June 1, 2018
Just Can't Get Enough
330 miles of Southern California love
I am one lucky man. Great life, great family, great retirement, and I get to live seven miles from the Pacific Coast route in San Diego County. My training rides often include stretches of this beautiful route, with its spectacular views of the Pacific Ocean and the beautiful people frequenting its beautiful beaches.
Like most of you, though, the road calls me. Being relatively new to bike touring, I haven't yet done a Trans Am or struggled across deserts and over multiple mountain ranges. I haven't dipped either of my wheels in the sea or spent days fighting raging storms and freezing cold. I may eventually do all that, but for now I'm going to enjoy increasingly longer sections of the PCH, culminating in a tour of its entire length (or at least the section from Astoria, Oregon south).
I've done the 80 mile round trip to San Clemente and spent four days riding 200 miles home from Santa Barbara. I've camped and stayed in hotels, and once even spent the night on a sailboat moored in Newport Harbor with my bike parked on the dock.

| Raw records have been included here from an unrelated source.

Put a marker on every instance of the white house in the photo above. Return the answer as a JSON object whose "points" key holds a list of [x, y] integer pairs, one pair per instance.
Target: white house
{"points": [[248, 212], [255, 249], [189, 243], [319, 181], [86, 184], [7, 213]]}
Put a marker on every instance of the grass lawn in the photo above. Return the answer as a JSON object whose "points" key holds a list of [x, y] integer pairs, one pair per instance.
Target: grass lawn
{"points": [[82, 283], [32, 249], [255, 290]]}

The continued closure of CA Highway 1 at Mud Creek and family obligations preclude a full coast tour, so for that and other reasons this next trip will start in San Luis Obispo (aka SLO), the nearest city of any size to the slide area. A big deciding factor was that the Amtrak Pacific Surfliner makes a single run per day all the way to SLO, and that train lets you roll your loaded bike right onto the last car and secure it without having to take anything off. You even have access to it during the trip. The train that goes north of there, the Pacific Starlight, requires you to check your unloaded bike as luggage.

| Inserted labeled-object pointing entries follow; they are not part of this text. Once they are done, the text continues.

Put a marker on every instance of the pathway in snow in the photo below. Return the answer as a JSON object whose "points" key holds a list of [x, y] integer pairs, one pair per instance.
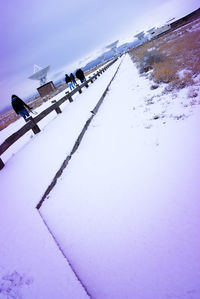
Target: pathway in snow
{"points": [[126, 210], [31, 266]]}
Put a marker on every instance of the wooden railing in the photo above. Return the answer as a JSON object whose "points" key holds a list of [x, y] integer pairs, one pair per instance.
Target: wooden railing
{"points": [[32, 123]]}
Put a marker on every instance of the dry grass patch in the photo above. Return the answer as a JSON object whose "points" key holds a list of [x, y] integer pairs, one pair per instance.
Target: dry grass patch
{"points": [[179, 51]]}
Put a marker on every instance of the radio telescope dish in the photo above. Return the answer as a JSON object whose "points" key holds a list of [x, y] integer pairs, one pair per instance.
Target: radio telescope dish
{"points": [[113, 45], [40, 74], [140, 35]]}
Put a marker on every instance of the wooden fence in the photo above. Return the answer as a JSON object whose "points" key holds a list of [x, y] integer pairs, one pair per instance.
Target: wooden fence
{"points": [[32, 123]]}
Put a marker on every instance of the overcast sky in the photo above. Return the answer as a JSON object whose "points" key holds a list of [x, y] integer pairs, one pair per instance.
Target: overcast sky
{"points": [[65, 33]]}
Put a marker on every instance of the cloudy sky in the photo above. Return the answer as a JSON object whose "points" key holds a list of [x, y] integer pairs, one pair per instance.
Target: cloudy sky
{"points": [[64, 34]]}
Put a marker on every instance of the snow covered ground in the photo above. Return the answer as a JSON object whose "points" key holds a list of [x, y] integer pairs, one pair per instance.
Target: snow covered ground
{"points": [[125, 211]]}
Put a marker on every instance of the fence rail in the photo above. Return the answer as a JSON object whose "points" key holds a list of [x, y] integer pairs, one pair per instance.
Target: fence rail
{"points": [[32, 123]]}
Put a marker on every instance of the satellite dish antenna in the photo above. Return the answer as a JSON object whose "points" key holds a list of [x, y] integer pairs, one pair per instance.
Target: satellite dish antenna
{"points": [[40, 74], [140, 35], [113, 47]]}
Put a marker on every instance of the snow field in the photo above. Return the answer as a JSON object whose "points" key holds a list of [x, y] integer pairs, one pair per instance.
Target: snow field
{"points": [[31, 265], [126, 209]]}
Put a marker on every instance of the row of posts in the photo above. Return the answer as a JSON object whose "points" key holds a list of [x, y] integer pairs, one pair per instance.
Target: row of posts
{"points": [[35, 128]]}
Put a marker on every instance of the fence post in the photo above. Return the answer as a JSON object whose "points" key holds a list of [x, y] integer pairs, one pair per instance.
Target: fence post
{"points": [[79, 90], [58, 110], [1, 164], [35, 129], [70, 98]]}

I know that after my last long ride I entitled one of my journal pages, "PCH Sucks!"...
"The still stunning sea views are more than cancelled out by the fact that you have to concentrate so hard to keep from getting whacked by 4000 or so pounds of steel, aluminum, and plastic. At its best, the shoulder is about eight feet wide, but that's unusual and every place for outdoor recreation is marked by miles of cars parked on it, meaning you often ride in the traffic lane where everyone fancies himself a Formula One driver. Nerve wracking at best, and the hills make it worse as you struggle mightily to get around the cars before the traffic comes."
...but that was just an initial reaction to my first traverse of the section through Malibu and Santa Monica. In reality, the PCH route offers too much beauty and enjoyment to let one bad stretch ruin it, and there are minor changes I can make to my attitude and my route that enhance that enjoyment.
Don't get me wrong; while I found much to dislike about the Los Angeles stretch of the PCH, the overall coastal experience was more than positive. From Santa Barbara to Ventura the Pacific Ocean as an almost constant companion, reminding me of why I pay the higher price of living here on the edge of the continent. Even the more inland stretches through Oxnard and Port Hueneme enjoy the mild weather and helpful tailwinds that make California cycling such a pleasure. I will never like Los Angeles despite spending the first twenty years of my life there, but the call of this particular road is just too strong.